You can get links and comment on more local news on my Facebook page. (Send a Friend request to on.fb.me/18PjLMP)
Our recent story on hospital parking fees continues to generate online comments, emails and phone calls. In the story we reported how an Apex woman named Linda Beckett faces hundreds of dollars in parking fees over the next two months as her husband is treated for cancer at UNC Hospitals. The story noted that UNC does provide assistance to those families who demonstrate the greatest need. But it also reported how most of the state’s big hospitals provide discounts for long-term patient family parking or offer parking free.
After the story ran, one reader emailed to say she had to pay more than $8 for multiple trips to UNC Hospitals within a single day (apparently the $8 maximum we reported has to be arranged through the hospital parking office and not at the parking deck).
Two readers emailed to ask if they could help pay Beckett’s parking bill.
And then a phone call came from a Durham man who said he and his wife invite Beckett to park at their house and they'll drive her back and forth to Chapel Hill.
“It's just ridiculous that they (UNC Hospitals) don't offer some alternative,” he said. “Just the cost of travel back and forth is enough to bear."
You can read the story on our website at bit.ly/1drIbkM. Here’s a sampling of what some more of you said on Facebook:
Paul Bonner: It might also be worth pointing out that medically necessary transportation, including parking fees, is tax-deductible, which can at least reduce the cost for some taxpayers. This includes travel in the taxpayer's car, for which a flat rate is available, currently 24 cents a mile. Taxpayers with a health savings account or medical flexible spending account with a charge card could use the card at the hospital parking toll booth – something I've been forgetting I can do.

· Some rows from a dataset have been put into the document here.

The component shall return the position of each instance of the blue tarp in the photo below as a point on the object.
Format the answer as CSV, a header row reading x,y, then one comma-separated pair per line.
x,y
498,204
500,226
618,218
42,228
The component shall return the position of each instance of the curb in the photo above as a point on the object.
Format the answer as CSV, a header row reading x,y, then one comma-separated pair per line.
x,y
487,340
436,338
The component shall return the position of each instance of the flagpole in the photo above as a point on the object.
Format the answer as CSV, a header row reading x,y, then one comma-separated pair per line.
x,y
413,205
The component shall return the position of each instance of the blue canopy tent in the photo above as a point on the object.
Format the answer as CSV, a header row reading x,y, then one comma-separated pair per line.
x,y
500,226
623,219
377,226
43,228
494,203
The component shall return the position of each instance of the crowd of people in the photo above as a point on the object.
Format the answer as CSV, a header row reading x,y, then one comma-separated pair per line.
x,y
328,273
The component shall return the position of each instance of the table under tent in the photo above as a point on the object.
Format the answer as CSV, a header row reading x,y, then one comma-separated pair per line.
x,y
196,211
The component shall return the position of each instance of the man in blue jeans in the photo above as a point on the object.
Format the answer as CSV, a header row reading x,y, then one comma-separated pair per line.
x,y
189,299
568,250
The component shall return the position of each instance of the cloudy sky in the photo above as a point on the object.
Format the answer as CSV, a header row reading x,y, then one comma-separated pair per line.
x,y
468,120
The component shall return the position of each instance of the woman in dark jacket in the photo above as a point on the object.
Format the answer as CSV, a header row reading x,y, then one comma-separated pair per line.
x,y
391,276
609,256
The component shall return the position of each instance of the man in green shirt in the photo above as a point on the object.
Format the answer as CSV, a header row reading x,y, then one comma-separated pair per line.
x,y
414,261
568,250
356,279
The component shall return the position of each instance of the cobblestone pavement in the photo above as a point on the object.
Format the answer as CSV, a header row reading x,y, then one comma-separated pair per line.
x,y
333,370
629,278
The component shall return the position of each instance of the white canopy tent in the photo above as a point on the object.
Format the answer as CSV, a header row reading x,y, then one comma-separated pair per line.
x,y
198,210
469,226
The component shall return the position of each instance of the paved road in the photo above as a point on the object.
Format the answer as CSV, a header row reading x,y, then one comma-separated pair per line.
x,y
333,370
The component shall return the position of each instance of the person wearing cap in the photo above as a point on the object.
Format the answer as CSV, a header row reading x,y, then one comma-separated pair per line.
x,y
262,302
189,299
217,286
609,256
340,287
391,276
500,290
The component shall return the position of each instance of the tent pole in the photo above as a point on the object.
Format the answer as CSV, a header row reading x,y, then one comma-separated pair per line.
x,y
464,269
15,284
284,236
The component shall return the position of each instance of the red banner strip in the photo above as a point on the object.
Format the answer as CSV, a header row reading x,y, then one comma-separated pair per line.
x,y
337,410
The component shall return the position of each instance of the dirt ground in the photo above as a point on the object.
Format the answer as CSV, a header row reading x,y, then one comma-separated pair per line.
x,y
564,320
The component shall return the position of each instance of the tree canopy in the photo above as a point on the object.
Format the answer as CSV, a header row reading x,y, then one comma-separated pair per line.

Clara Powers: Tax deductIble is all well and good, but when it comes to parking payments, they want it right now, not once a year when you file your taxes. Many people’s budgets are already stretched thin and with long-term illness or treatments, its even thinner.
Vicki Vars Boyer: This is supposed to be a hospital charged with serving the public of North Carolina. They have tons of money in their coffers already. Keep pushing this, and let’s get them to change this system and make it more comfortable for the families of long-term patients.